Optimize database for fun & profit
We got to a point where we ran out of
int32 range on our biggest table - remember when Basecamp years later made a big blog post after the same issue caused some downtime for them? We were overflowing
int32 before it was cool!
Once you get to that point you have to think if you’re using that
datetime field and if maybe
date won’t do the job here (4 bytes less for each row!) or maybe is that
smallint is enough there? Or do you even need that primary
int64 key?! It is funny what you can notice when you stop for a while and look at your data from a perspective. Sometimes it’s hard to leave your code-database bubble - especially when you are in that bubble for a while.
Once we kept attention to field types and dropped the primary key (as we were relying on the unique compound key anyway) I think we cut the table size almost by half (and it was something around 500-600GB at that time).
Fun fact: once you run out of disk space Postgres usually reverts the transaction/whatever you are doing and releases the disk space back to the system. But sometimes it can just crash and exits - I had a small heart attack once that happened 😅, but it seems re-spinning the process was enough to bring it back online.
Oh yeah, running on bare-metal servers on OVH’s vRack to keep everything cost-efficient as possible was fun!
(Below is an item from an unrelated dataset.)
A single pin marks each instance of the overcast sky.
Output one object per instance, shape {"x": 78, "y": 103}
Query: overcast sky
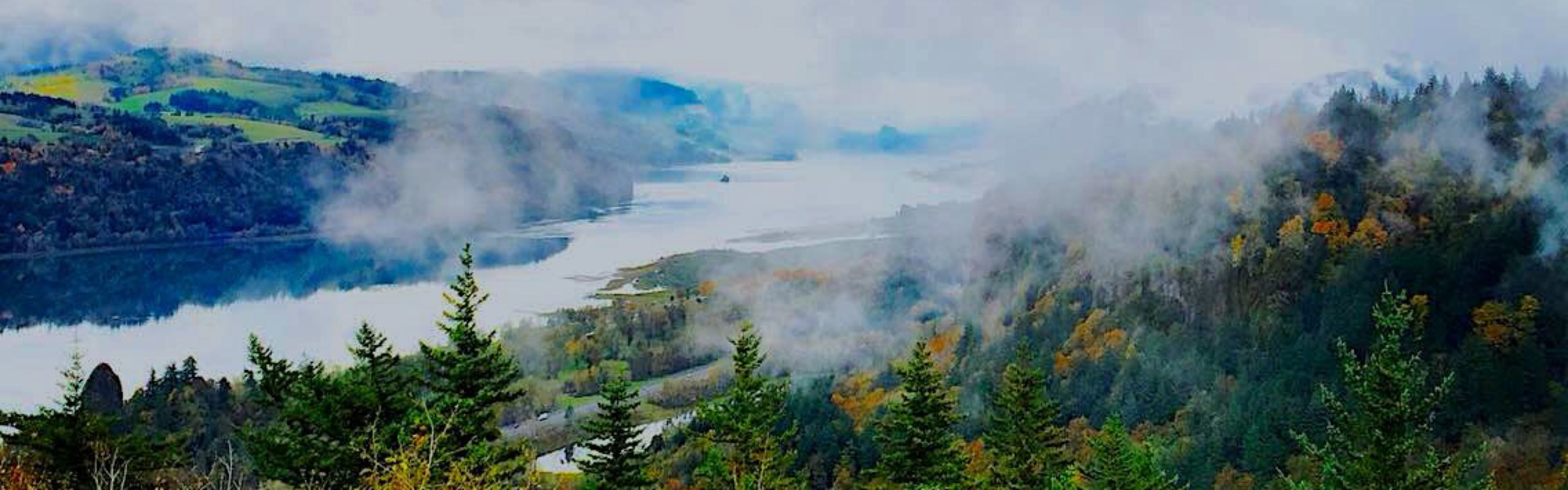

Thankfully our whole team was backed by a truly experienced devops/admin person!
Now when I see that company throws like $7k/mo at a single Heroku Postgres instance (that holds like less than 100GB of data) it just hurts. Vendor lock-in is for sure a thing and it seems current cloud platforms like GCP or AWS that were supposed to offload the work from the developers now require whole teams of devops to operate and maintain. Oh, the irony.
Infrastructure-wise I think you can achieve very much using well-tested and boring solutions. I don’t think most companies need to scale that much frankly speaking - surely if you’re a big player and handle tens of millions of requests per day you deal with a completely different set of problems, but again - I don’t think most aspiring startups will ever get to that point and they spent too much preparing for something that is simply not necessary.